The Chinese government's direct intervention in its stock market is beginning to solicit major concern from the financial world. With millions of Chinese invested in the flagging exchange, could the panic be about to spread?
Yesterday (9 July), the China Securities Regulatory Commission (CSRC) barred major shareholders from selling shares on the Shanghai Composite Index for the next six months as it attempts to halt a selling frenzy that has wiped out more than 30% – some $3tn (£1.9tn, €2.7tn) – of China's equity market value over the past month.
This followed moves that saw the Chinese government inject billions into blue chip stocks and more than a thousand firms suspend trading in their shares, freezing trillions in the process.
The share sale ban is aimed at maintaining "stability of the capital market and (to) earnestly protect investors' legal rights," the commission's statement said. Any violations of the ban will be "severely" dealt with, the regulator said, without specifying the penalties, effectively threatening to arrest those wishing to sell shares.
State intervention in what should be a much freer market has caused major concern among financial experts.
Jim Reid at Deutsche Bank described the move as a "truly breathtaking initiative".
The immediate effect saw the Shanghai composite post its biggest one-day gain since 2009, but longer term, investors are worried.
"The fact that share trading in China is currently being conducted in conditions that bear little resemblance to a properly functioning market should give investors significant cause for concern," said Jane Foley at Rabobank.
Perhaps an even greater cause for concern is the fact that an army of 90 million individual Chinese are directly invested – many via taking out debt to pay for shares – and exposed to the fluctuations.
Observers have suggested that the Chinese government is taking such drastic measures partly because, after having fostered participation in burgeoning home-grown companies via the stock market, it is keen to avoid millions of angry investors aiming their ire at the Communist Party of China (CPC).
An unlikely parallel is to be found in Falun Gong. Initially encouraged by the Chinese government, the spiritual movement fell out of favour with the state in the mid-90s, leading to prohibitive measures being imposed on its practitioners.
In response, the country's rulers were greeted with more than 10,000 people protesting in Beijing against the banning of Falun Gong books and pronouncements from official news agencies denouncing the movement.
While the comparison between state-sponsored spiritual wealth and state-sponsored material wealth is not exact, the fall out could be: public shows of disaffection is precisely what the Chinese government does not want.
The numbers, too, are not dissimilar: Falun Gong had more than 70 million followers.

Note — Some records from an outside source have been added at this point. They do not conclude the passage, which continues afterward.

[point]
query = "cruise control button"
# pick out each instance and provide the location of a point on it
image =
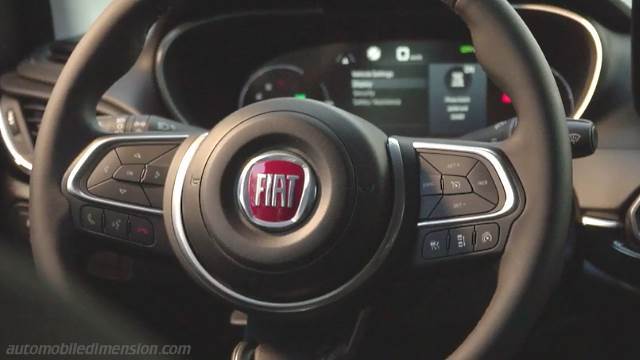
(487, 236)
(121, 191)
(451, 164)
(482, 183)
(141, 231)
(455, 185)
(105, 169)
(130, 173)
(115, 224)
(430, 179)
(91, 218)
(427, 204)
(461, 241)
(459, 205)
(155, 175)
(435, 244)
(141, 154)
(155, 194)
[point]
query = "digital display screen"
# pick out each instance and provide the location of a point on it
(416, 88)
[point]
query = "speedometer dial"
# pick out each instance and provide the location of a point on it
(281, 81)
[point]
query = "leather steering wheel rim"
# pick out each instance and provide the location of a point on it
(532, 260)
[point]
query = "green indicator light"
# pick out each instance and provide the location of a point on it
(467, 49)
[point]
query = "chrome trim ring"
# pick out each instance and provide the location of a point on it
(73, 186)
(581, 107)
(307, 198)
(24, 164)
(496, 162)
(395, 224)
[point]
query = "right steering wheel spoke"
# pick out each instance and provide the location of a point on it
(468, 200)
(116, 187)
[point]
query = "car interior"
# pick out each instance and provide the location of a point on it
(320, 179)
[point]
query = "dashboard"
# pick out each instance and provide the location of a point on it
(424, 82)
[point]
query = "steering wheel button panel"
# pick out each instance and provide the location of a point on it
(143, 154)
(461, 240)
(460, 205)
(115, 224)
(455, 185)
(121, 191)
(451, 164)
(91, 218)
(430, 179)
(435, 244)
(129, 173)
(483, 183)
(487, 236)
(105, 169)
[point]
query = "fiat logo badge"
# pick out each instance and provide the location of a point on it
(276, 190)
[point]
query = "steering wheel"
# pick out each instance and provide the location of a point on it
(292, 209)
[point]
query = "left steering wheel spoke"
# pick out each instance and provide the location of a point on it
(116, 186)
(468, 197)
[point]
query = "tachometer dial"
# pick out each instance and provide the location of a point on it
(281, 81)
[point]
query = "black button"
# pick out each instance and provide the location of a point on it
(487, 236)
(456, 185)
(12, 121)
(115, 224)
(430, 179)
(461, 241)
(451, 164)
(155, 175)
(91, 218)
(141, 231)
(130, 173)
(155, 194)
(427, 204)
(435, 244)
(141, 154)
(105, 169)
(482, 183)
(121, 191)
(459, 205)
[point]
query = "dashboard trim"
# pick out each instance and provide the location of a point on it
(600, 222)
(581, 107)
(167, 42)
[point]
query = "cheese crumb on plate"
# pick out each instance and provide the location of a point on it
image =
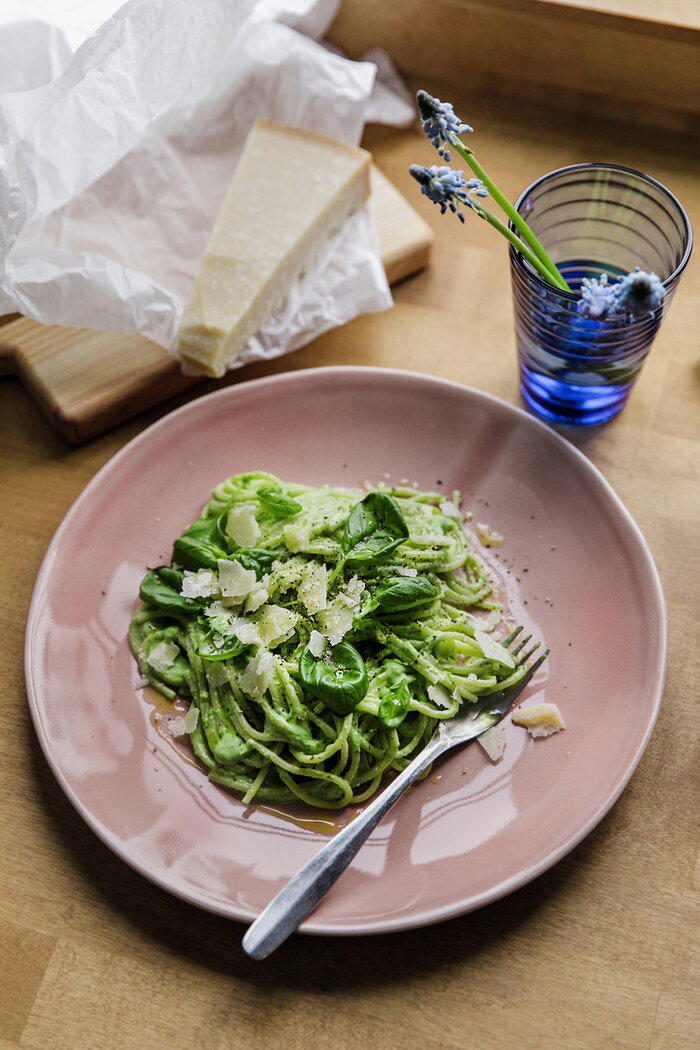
(541, 719)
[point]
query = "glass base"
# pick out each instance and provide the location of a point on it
(566, 402)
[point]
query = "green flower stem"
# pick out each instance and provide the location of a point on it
(545, 265)
(517, 243)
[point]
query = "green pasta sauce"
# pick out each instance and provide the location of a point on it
(320, 634)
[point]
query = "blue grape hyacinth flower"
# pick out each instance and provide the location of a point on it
(597, 298)
(440, 122)
(448, 188)
(635, 294)
(639, 293)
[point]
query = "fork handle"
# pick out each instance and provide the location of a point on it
(301, 895)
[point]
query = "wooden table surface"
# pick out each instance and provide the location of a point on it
(600, 951)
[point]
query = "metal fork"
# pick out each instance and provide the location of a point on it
(300, 896)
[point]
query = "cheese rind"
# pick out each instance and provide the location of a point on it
(291, 194)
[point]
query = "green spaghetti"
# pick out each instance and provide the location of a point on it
(320, 634)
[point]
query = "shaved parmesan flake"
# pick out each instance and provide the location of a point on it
(450, 510)
(296, 538)
(258, 595)
(199, 584)
(493, 649)
(317, 643)
(241, 526)
(258, 674)
(541, 719)
(313, 588)
(275, 624)
(216, 673)
(487, 537)
(440, 696)
(234, 580)
(246, 631)
(336, 622)
(163, 655)
(184, 725)
(353, 592)
(493, 741)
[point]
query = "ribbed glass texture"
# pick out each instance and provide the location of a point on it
(592, 218)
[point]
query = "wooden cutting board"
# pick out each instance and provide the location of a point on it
(88, 381)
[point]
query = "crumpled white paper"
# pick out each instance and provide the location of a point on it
(120, 131)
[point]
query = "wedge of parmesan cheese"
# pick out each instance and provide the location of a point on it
(291, 194)
(541, 719)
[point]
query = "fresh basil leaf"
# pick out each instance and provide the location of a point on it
(161, 587)
(339, 677)
(199, 546)
(216, 647)
(394, 706)
(375, 527)
(276, 503)
(396, 593)
(251, 558)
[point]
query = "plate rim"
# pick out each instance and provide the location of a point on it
(395, 924)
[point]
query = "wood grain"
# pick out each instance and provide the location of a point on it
(601, 952)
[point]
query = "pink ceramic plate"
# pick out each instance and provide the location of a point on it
(574, 568)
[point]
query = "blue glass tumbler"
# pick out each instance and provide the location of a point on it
(592, 218)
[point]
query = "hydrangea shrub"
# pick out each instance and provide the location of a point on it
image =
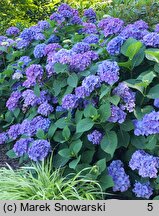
(86, 89)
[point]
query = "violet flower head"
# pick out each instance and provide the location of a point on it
(89, 28)
(143, 190)
(91, 39)
(52, 47)
(39, 50)
(117, 115)
(90, 15)
(57, 18)
(146, 164)
(21, 44)
(3, 138)
(108, 72)
(114, 45)
(43, 25)
(13, 101)
(148, 125)
(39, 150)
(12, 31)
(21, 146)
(34, 74)
(76, 20)
(81, 92)
(90, 83)
(120, 178)
(156, 102)
(151, 39)
(45, 109)
(14, 131)
(127, 95)
(81, 47)
(25, 60)
(69, 101)
(95, 137)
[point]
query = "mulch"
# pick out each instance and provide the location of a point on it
(4, 159)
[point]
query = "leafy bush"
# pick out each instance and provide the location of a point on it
(88, 90)
(41, 182)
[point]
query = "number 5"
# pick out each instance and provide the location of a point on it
(150, 206)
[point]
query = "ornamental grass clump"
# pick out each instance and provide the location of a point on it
(86, 89)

What may exacerbate the problem is the fact that many Chinese bought shares with loans.
Mark O'Byrne of Goldcore said: "At the heart of the problem is the use of credit by 'investors' to take up larger positions than they might have if they were gambling only with their savings. It was this trading on leverage which ignited the bubble and it is this same dynamic which is now applying downward force."
Trading with leverage was tightly regulated in China until 2010 but restrictions have been gradually eased, although speculators still have to stump up 50% of their own cash.
Prior to the recent falls, the surge in the Chinese stock market last year, which many called an equity bubble, was effectively funded by credit.
In a wider context, events in China are significant because, as Nigel Green of deVere Group puts it: "It will send shock waves throughout global capital markets, not least because China is the world's second largest economy and one of the largest consumers of commodities and other goods sold by other countries."
In the UK, John Longworth, director general of the British Chambers of Commerce, warned that economic volatility in China could have a "profound effect" on British business.
"China is a major trading partner and a significant investor in British goods and key infrastructure projects. Businesses will want to see and hear more from the government and the Bank of England on their plans to support and protect British firms and ensure key, long-term projects – such as HS2 – are not compromised."
The full extent of the measures will not likely be known until after the ban is lifted and the delisted companies relist.
Michael Every at Rabobank said that recent actions by the Chinese government are "hardly going to encourage investors to crawl into it [the stock market] again in the future when the 'walls' are taken down."